You can rebuild models in a schedule (most often nightly) or continuously.

On a schedule there is some tools like ozzie, airflow or luigi, since this pipelines tend to be very complicated.

To do it continuously the lambda architecture provides a framework for thinking about how to take in data and update model parameters and use that continuously updated model to make new predictions. This is like keeping partial estimates of the model and update those continuously.

It is possible to do this but its more complicated than an ETL pipeline.

An example that needs this is Google News.

Meets requirements?

We build a model and we know its useful, ok great, do we know that it meets the engineering requirements?

This should be asked before building a model so we know what to optimize for. It’s usually done after but its recommended to take a step back and think about this before.

Do you need a system that is created nightly? Or does it need to be refreshed continuously?

Throughput

Once you have a serialized model you that is stateless you can scale the deployment by having a load balancer and more instances of the model.

At StichFix the State Store is like a database for model parameters. So when a model is updated features and weights get pushed to the State Store and the Models Servers know how to read the data and update the parameters that are being used for applying data.

Fast enough

Having a goal ahead of time is a great idea or you get into optimizations that get your very little.

Use approximation methods, dimensionality reduction, caching, projections tricks. Basically viewing a shadow of the dataset and building a model of that instead and working with smaller data at application time.

Another common trick is to have a Feature Store.

As we saw what we deploy into production is a Featurization step and an Application step.

For Featurization for example if we only get a client id, then we need to go to one or multiple datasources to get the data and do some processing to get it to the point where it looks like a feature vector that we can apply out model to it.

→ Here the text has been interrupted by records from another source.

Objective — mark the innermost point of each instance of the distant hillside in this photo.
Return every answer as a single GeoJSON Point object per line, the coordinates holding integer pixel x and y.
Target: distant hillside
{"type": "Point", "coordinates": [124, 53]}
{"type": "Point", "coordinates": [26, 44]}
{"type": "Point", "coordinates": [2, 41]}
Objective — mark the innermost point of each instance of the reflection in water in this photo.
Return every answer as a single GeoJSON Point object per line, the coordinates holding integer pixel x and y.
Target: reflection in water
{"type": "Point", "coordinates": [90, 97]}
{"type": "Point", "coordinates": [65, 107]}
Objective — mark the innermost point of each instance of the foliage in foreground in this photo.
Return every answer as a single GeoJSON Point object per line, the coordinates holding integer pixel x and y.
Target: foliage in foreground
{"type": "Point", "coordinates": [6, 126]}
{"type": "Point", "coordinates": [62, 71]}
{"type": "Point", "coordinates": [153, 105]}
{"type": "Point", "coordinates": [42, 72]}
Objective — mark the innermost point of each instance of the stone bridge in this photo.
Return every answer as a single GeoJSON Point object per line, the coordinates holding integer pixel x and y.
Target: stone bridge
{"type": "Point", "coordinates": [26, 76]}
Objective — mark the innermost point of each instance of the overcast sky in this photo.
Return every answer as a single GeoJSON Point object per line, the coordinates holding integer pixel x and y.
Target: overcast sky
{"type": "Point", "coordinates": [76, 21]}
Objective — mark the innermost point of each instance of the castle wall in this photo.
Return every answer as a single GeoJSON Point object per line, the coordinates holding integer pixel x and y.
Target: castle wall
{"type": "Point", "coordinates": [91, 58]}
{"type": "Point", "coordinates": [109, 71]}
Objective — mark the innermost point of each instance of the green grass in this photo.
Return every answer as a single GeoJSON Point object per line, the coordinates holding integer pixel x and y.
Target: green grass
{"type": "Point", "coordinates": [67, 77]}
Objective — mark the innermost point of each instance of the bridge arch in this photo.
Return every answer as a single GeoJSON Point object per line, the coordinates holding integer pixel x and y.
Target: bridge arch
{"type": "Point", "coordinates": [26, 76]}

This can be very slow.

The Feature Store is kinda a caching layer (pre materializing the feature information for an user or a client) for all that process so you can just look up what features are associated with a model and take the parameters for that model and apply them.

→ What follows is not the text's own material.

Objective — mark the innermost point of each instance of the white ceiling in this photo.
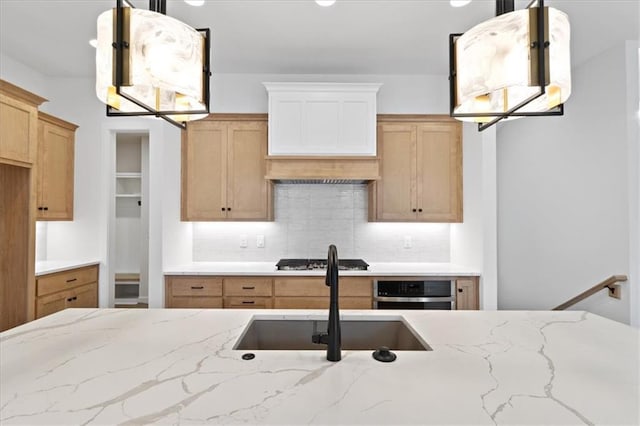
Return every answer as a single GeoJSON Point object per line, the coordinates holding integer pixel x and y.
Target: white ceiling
{"type": "Point", "coordinates": [298, 36]}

This can have problems if things are out of sync.

You can also cache the output of models.

If you don’t have a lot of customers you can have a job that makes a prediction every night, more batch like. This works problems that have bounded domains are not extremely responsive to new inputs.

You can also rewrite models in C :) - DS build a model and handed it to an engineering team to make it fast in another language. This is very error prone.

Organizations which design systems … are constrained to produce designs which are copied of the communication structures of these organizations

  • M. Conway. Conway’s lay

The Data Science team structure is very important and it depends on the organization and complexity of the problems you are solving.

What if DS own a capability? Such as: merchandizing.

Serializing a model

Text based (PMML) or language specific (Pickle).

There is servers PMML for example Open Scoring. The common complain is the limitations in types of models that can be described by PMML and what OpenScoring provides so its not as flexible as Scikit-learn pipelines.

Another way to do this is to think about the serialized model as data and decouple it (almost entirely) from the metadata around (type of the model) and just write the parameters out somewhere, and assume you have written in the service that applies the model the logic that maps correctly the parameters to the actual model you are trying to apply.

There are some problems: you could get out of sync between the model and the service but it works and people seam to use it :)

Does the model…

  • Do the thing you want it to do?
    • Functionally
    • Usefulness
    • Both continually through time
  • Does it meet your requirements?
    • Throughput
    • Latency
    • Freshness
  • Is your team organized in a way that supports your system and its requirements?